I often wish for a #for(...) directive to complement the #if(..). This is specially useful for writing repetitive code that follows a pattern.
Fortunately, there is a way around this. I discovered this when I accidentally #included a file from within the same file. The compiler complained of infinite recursion.
Voila! The preprocessor supports recursive includes! The only other piece to this puzzle is an index variable which can be modified.

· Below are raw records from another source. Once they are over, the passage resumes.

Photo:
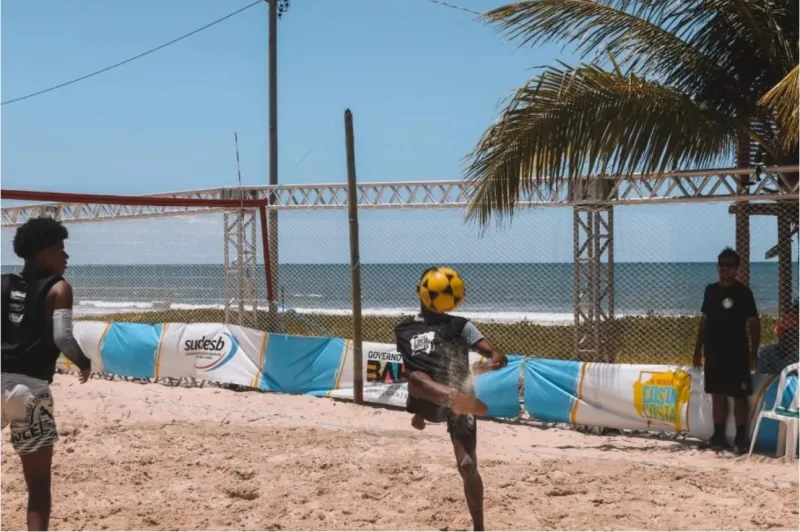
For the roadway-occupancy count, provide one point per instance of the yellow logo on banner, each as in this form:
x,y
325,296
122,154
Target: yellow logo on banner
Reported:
x,y
662,396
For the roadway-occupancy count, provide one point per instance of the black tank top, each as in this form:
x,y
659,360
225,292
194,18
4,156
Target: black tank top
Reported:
x,y
433,344
28,347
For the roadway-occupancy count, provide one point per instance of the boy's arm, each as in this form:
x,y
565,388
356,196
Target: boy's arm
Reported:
x,y
475,339
59,303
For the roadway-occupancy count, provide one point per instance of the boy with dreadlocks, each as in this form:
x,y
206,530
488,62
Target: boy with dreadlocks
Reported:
x,y
36,328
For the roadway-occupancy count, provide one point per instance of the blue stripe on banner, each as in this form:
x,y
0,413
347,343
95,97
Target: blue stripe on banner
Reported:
x,y
551,387
767,440
130,349
298,364
499,389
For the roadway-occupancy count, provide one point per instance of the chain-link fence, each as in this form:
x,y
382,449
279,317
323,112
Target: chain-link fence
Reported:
x,y
525,290
200,267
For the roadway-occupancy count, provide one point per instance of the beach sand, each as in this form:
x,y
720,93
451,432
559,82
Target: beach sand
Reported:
x,y
152,457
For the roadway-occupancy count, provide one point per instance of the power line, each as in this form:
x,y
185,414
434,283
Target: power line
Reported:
x,y
106,69
453,6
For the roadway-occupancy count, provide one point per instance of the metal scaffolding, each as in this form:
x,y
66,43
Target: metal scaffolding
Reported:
x,y
592,199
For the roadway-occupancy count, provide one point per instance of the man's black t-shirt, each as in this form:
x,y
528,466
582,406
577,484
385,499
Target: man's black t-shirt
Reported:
x,y
727,309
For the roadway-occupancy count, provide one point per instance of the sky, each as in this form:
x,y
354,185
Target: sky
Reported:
x,y
423,81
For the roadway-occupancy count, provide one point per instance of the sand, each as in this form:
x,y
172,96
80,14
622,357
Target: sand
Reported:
x,y
152,457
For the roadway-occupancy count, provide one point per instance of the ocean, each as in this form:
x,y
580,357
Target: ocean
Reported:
x,y
539,292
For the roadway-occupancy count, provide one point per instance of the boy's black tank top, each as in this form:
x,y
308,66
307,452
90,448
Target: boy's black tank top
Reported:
x,y
28,347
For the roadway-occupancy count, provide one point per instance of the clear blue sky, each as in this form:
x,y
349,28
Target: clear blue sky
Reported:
x,y
423,82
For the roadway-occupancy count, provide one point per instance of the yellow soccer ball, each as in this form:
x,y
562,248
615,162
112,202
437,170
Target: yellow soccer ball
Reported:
x,y
441,289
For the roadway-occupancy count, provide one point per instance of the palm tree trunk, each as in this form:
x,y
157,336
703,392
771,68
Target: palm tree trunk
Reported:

Here is where it gets ugly. Preprocessor variables can not be incremented/decremented using the usual arithmetic operators. In other words, the following is illegal:
#define ITER 0
ITER = ITER+1
However, a similar result can be obtained using brute force:
#if(ITER == 0)
#undef ITER
#define ITER 1
#elif(ITER == 1)
#undef ITER
#define ITER 2
#endif
This can be continued for as many iterations as will be needed.
Putting it all together
The source code for this is hosted on github:
https://github.com/debdattabasu/pp_Iteration
Basically, the code defines an iterator that is incremented as discussed above. The file
loop.h keeps including itself until the iterator reaches a specified value.

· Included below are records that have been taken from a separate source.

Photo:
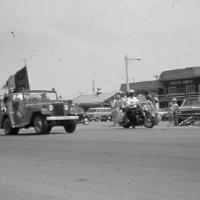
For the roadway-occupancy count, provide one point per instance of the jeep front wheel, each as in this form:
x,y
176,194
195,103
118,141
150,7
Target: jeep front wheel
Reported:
x,y
70,126
8,130
40,125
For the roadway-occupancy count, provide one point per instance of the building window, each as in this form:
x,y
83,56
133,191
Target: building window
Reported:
x,y
190,88
172,90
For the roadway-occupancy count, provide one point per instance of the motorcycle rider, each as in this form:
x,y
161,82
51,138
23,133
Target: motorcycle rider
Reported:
x,y
131,102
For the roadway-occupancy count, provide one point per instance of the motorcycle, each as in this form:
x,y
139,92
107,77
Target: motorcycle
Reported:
x,y
137,116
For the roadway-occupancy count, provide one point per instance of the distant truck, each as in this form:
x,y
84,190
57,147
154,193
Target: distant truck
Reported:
x,y
40,109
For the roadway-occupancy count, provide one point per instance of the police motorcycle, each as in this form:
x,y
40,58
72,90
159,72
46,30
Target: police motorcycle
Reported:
x,y
137,115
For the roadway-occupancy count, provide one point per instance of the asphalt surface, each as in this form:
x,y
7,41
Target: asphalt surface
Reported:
x,y
100,162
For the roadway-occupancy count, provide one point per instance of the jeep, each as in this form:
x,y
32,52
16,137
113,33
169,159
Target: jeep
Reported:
x,y
40,109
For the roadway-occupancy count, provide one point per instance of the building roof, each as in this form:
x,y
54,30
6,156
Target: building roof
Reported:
x,y
93,99
176,74
144,85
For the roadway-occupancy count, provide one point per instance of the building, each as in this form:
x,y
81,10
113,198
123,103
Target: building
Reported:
x,y
179,83
94,100
152,87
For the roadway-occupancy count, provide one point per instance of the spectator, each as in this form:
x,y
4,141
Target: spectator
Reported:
x,y
175,109
170,113
115,104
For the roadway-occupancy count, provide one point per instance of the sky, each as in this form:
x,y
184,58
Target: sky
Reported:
x,y
66,44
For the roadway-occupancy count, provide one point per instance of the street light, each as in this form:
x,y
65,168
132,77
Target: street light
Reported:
x,y
126,59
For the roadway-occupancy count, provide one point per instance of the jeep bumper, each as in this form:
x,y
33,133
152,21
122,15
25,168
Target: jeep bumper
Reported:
x,y
61,118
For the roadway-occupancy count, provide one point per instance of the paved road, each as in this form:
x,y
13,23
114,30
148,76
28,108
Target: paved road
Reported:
x,y
99,162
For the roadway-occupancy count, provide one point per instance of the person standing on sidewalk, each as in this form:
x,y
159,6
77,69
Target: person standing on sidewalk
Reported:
x,y
170,113
175,109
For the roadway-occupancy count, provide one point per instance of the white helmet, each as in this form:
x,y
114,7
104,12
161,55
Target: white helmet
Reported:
x,y
132,91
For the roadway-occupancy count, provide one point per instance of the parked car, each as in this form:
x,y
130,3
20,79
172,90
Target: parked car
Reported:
x,y
82,115
99,114
40,109
190,107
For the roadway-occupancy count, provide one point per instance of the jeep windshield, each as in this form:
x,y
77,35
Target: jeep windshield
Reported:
x,y
40,96
195,102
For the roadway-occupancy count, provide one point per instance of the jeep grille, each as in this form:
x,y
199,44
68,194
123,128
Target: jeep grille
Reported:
x,y
58,110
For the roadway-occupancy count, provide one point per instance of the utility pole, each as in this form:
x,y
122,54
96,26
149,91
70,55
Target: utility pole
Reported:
x,y
93,87
127,59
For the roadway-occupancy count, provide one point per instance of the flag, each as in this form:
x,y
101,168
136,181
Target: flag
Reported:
x,y
18,81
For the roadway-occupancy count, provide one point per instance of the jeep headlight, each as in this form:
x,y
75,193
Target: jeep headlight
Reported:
x,y
50,107
66,107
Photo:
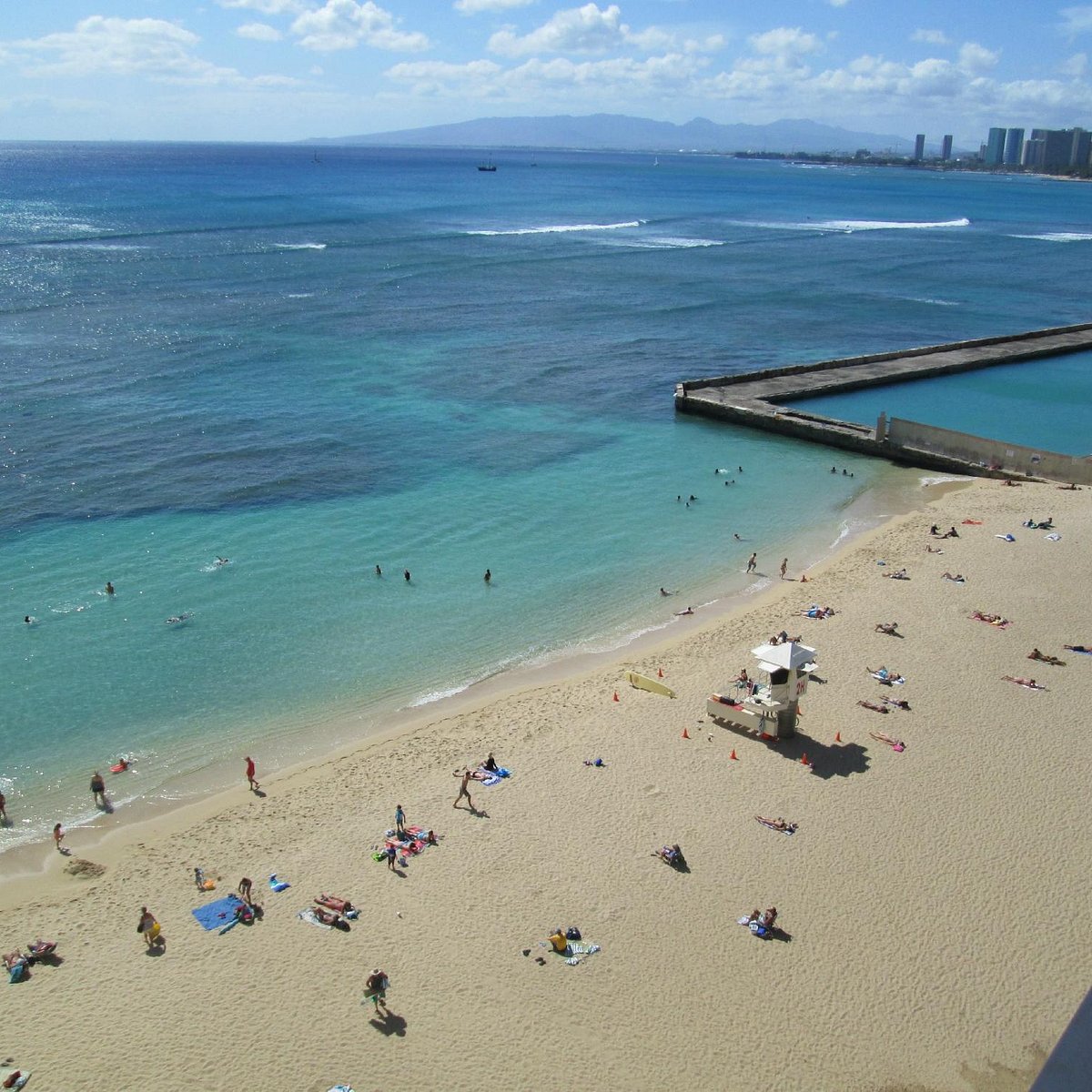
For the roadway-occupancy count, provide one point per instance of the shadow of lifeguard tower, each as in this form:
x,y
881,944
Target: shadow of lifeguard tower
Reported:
x,y
767,705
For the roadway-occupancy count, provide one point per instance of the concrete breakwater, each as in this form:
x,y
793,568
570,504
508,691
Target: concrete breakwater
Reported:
x,y
757,399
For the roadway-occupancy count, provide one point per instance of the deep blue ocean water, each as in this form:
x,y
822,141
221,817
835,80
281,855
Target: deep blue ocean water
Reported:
x,y
311,366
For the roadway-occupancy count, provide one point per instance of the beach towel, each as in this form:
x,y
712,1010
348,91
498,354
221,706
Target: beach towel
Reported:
x,y
216,915
308,915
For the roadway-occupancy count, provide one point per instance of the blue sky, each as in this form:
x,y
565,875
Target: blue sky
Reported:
x,y
289,69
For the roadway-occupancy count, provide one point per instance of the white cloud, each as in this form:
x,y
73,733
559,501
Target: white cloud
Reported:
x,y
620,81
592,30
259,32
976,59
344,25
931,37
126,47
1076,20
785,42
267,6
475,6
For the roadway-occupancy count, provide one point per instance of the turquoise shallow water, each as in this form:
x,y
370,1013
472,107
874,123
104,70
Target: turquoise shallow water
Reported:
x,y
392,359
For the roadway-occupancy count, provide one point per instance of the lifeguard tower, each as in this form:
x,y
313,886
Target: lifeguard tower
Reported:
x,y
768,708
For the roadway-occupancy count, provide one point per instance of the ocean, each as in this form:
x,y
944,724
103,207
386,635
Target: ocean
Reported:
x,y
311,365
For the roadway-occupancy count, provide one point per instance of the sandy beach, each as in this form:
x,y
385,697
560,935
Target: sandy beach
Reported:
x,y
933,901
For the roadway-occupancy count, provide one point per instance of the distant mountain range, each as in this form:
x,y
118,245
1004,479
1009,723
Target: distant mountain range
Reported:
x,y
617,132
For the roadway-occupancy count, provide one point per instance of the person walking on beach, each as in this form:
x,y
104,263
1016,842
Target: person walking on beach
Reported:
x,y
463,791
148,926
376,988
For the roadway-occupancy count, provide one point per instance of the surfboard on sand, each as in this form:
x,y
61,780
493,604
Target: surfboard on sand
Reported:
x,y
654,686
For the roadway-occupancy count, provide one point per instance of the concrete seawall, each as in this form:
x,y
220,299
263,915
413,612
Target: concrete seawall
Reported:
x,y
756,399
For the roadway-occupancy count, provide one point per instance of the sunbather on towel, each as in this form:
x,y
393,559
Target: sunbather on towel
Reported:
x,y
1026,683
1036,654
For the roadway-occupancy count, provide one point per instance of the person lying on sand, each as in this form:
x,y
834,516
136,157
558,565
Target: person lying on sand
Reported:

Make sure to check out the code sample for details.
Use Cases
- Loop Unrolling: Most modern compilers can do this for standard loops. However, some low-end embedded compilers can't.

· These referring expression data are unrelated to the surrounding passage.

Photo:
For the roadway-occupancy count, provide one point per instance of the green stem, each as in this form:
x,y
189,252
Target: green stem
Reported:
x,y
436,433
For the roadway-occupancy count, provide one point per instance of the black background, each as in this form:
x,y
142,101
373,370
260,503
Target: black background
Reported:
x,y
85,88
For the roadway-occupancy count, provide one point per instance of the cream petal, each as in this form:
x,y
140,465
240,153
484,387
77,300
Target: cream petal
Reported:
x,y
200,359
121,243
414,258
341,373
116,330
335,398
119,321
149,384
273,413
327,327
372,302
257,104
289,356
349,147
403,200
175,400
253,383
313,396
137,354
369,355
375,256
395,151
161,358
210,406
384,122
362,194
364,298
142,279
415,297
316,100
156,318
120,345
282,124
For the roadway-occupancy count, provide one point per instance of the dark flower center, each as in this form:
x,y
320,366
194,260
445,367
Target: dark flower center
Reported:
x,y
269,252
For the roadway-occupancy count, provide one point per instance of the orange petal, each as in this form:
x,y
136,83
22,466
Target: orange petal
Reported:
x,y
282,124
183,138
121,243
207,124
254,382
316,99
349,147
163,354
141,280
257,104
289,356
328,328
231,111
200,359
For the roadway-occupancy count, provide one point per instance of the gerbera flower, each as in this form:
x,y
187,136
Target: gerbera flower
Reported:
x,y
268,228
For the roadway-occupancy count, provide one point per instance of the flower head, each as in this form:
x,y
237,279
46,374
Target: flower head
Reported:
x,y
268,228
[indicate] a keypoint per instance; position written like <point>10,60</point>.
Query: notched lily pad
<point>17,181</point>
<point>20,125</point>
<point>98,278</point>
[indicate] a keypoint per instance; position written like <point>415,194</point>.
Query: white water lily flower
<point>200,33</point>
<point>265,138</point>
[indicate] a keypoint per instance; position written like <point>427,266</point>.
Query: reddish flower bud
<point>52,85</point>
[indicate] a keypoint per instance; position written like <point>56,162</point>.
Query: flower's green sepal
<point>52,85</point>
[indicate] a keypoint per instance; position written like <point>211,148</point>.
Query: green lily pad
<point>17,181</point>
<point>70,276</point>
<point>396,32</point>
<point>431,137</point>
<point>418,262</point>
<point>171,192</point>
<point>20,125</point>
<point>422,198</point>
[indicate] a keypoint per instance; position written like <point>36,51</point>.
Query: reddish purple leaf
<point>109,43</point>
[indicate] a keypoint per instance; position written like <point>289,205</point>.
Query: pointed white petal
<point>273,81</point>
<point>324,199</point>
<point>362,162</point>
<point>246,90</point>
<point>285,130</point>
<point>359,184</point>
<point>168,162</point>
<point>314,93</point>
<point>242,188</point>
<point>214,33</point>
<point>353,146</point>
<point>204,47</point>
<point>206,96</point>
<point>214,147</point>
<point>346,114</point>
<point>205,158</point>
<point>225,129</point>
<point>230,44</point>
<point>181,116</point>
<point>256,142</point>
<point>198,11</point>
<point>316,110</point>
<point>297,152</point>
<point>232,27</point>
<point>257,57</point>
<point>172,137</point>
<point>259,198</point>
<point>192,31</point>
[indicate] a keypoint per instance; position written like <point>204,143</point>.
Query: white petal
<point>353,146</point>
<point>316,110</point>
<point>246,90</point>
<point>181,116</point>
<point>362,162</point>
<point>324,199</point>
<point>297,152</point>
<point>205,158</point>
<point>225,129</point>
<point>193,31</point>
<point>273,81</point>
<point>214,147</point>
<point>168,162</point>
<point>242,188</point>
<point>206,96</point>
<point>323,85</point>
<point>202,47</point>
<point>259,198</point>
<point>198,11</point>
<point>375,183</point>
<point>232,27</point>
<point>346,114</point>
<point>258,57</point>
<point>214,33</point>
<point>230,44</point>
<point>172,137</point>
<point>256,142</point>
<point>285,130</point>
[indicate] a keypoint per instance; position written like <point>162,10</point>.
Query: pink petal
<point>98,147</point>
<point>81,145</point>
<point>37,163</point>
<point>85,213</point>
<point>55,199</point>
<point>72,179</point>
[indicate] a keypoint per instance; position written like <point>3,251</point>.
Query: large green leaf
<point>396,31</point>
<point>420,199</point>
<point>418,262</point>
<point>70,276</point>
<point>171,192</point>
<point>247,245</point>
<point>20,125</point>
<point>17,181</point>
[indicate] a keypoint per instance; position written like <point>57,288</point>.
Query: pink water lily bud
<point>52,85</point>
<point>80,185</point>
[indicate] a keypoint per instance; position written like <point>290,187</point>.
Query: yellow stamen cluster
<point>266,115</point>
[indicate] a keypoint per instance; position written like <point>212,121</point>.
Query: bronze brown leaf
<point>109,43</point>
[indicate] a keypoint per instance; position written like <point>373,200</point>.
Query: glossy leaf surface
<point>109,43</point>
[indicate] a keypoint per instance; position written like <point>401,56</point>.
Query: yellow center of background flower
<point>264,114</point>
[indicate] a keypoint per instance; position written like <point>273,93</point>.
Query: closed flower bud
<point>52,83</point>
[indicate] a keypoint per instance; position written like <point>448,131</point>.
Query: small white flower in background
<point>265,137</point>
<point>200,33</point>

A good example of this is the GLSL compiler found in many embedded GPU drivers.
- Emulated Arrays: This is another issue I had to face while writing GLSL. Older versions of OpenGL do not support arrays of textures.
Hence, I had to do things like this:
uniform sampler2D Tex_01 ;
uniform sampler2D Tex_02 ;
uniform sampler2D Tex_03 ;
uniform sampler2D Tex_04 ;
It is much easier to automate this with preprocessor iterations.
Using
the Code
To demonstrate how preprocessor iterations work, we create code to print numbers less than 10. The looping is done at compile time, and there is no runtime overhead.
int main()
{
#include "loopstart.h"
#define LOOP_END 10
#define MACRO(x) printf("%d\n", x);
#include "loop.h"
return 0;
}Basically, we have to do the following:
- Include loopstart.h
- Define
LOOP_END to be the number of required iterations - Define
MACRO(x) to be the code fragment that is repeated. X is the loop counter. - Include Loop.h
We could, of course, add more bells and whistles to this, like a starting point for the iterator other than the default
0.
This is pretty easy to do once you get a hang of the general concept, and is left as an exercise for the reader.